Ce cri de son cÅ“ur honnête, qu’il n’écoutait plus, il l’entendait encore malgré lui, et il souffrait, à demi conscient,—pour beaucoup de raisons qu’il ne distinguait pas une à une, mais dont le résultat était, en lui, le sentiment confus d’être un monstre.

Un monstre! car maintenant qu’il approfondissait la chose, il devenait certain pour lui que la gitane avait voulu tuer Livette,—et cependant c’était cette même gitane qu’il aimait! qu’il voulait revoir!

Ah! la sorcière!... Bien sûrement, elle avait vu Livette, sa pauvre petite tête comme morte, sur l’eau, dans les herbes, sa bouche ouverte pour le dernier cri, ses dents luisantes d’eau, au soleil. Elle n’avait pu ne pas la voir!... Et elle avait passé sans rien dire.... C’est qu’elle avait voulu la perdre.... Elle l’avait, bien évidemment, amenée au piège.... Comment? qu’importait! mais, à n’en plus douter, c’était ainsi.

Mais alors... si vraiment elle était coupable, il ne pouvait douter non plus qu’ayant vu ce qu’elle voulait voir,—elle avait fui! Elle ne paraîtrait plus! il ne la tuerait pas! il ne la reverrait donc pas! Et ce qui déjà le touchait plus, dans le malheur de Livette, c’est cette idée qu’il entraînait la fuite de Zinzara!... Et il avait beau repousser ce regret abominable, il revenait en lui comme une vague.... Quoi! il ne la verrait plus!

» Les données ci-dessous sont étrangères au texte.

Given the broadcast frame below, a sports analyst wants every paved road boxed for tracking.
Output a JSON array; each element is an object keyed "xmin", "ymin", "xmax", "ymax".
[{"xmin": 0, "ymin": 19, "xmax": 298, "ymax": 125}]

... Oh! ces caresses de la nuit, dans la cabane du marais, il les avait sur lui comme des couleuvres, enlacées à ses bras, à ses jambes. Elles s’enroulaient, ces caresses, autour de son corps, comme les plantes grimpantes aux bras du tamaris, ou comme la murène à la murène en le mordant. Et des frissons le secouaient....

—Ah! la sorcière! répétait-il. Ah! la sorcière! Quoi! plus jamais!

Plus jamais!—N’avait-il pas cru, cette nuit même, qu’il allait pouvoir la retenir dans son île; que cela durerait une année au moins, jusqu’aux fêtes prochaines; qu’il aurait à lui, dans ce désert, dans son gîte de bête, cette bête à lui, à lui seul, toute à lui, avec son corps de souplesse et de vigueur, les anneaux de ses chevilles et ses bracelets, et sa couronne de reine mendiante?...

Mais elle ne l’aimait donc pas? Tout n’avait donc été de sa part que jeu et ruse?

... Sous les deux éperons du gardian le sang du cheval coulait; mais plus cruellement mille fois le cœur du cavalier saignait au dedans de lui.

... Tout n’avait été que jeu et ruse! il se le redisait et ne le voulait pas croire.